James C. Foster Is One of the Worst CEOs in America for Animals in Laboratories
For Immediate Release:
February 21, 2008
Contact:
Alka Chandna, Ph.D., 757-622-7382
Wilmington, Mass. -
PETA has compiled a list of the 10 worst CEOs in America for their companies' treatment of animals in laboratories, and James C. Foster, CEO and chair of Charles River Laboratories, has come in at number two. Joseph Herring, CEO and chair of Covance, has placed first. "Winners" were chosen based on four criteria: the company's violations of the federal Animal Welfare Act, the number of animals killed in their laboratories, the pain levels of the experiments, and the company's refusal to make improvements in animal welfare.
Under Foster's leadership, the U.S. Department of Agriculture (USDA) cited Charles River Laboratories for 22 violations of the Animal Welfare Act in a single year. The violations included inadequate veterinary care, failure to provide pain relief to suffering animals, and inadequate housing -- which caused a high incidence of injuries in dogs.

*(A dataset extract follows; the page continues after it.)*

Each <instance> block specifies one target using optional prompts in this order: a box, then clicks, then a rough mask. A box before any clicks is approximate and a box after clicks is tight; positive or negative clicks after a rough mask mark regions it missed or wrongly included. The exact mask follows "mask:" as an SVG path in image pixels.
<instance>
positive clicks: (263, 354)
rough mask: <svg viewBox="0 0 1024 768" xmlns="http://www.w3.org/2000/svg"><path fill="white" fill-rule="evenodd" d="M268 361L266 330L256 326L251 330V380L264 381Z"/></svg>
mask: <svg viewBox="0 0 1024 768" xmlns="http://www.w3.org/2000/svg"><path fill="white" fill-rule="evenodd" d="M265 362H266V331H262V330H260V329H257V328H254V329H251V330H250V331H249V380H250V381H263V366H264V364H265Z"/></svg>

Twenty-one animals at a Charles River lab were found near death and in abysmal conditions during one USDA inspection and had to be euthanized.
Despite the company's dismal track record and failure to abide by the single federal act that protects animals in U.S. laboratories, the company has announced its expansion to China, where regulations are nearly non-existent and where, according to a recent article in Forbes magazine, "Scientists are cheap and plentiful and pesky protesters [are] held at bay." The company is also building a large animal testing facility in Reno that local citizens are protesting.
"Charles River's laboratories are torture chambers, and CEO James Foster pockets a fat paycheck at the animals' expense," says PETA Director Kathy Guillermo. "While progressive testing companies are embracing more effective non-animal methods, Charles River's cruelty spans the globe."
Rounding out the list of fat-cat pain profiteers are Wyeth's Robert Essner, Merck's Richard T. Clark, Huntingdon Life Sciences' Andrew H. Baker, Shin Nippon Biomedical Laboratories' Ryoichi Nagata, Boehringer Ingelheim's J. Martin Carroll, Novartis Institute for Biomedical Research's Daniel Vasella, The Jackson Laboratory's Robert Alvine, and Pfizer's Jeffrey Kindler.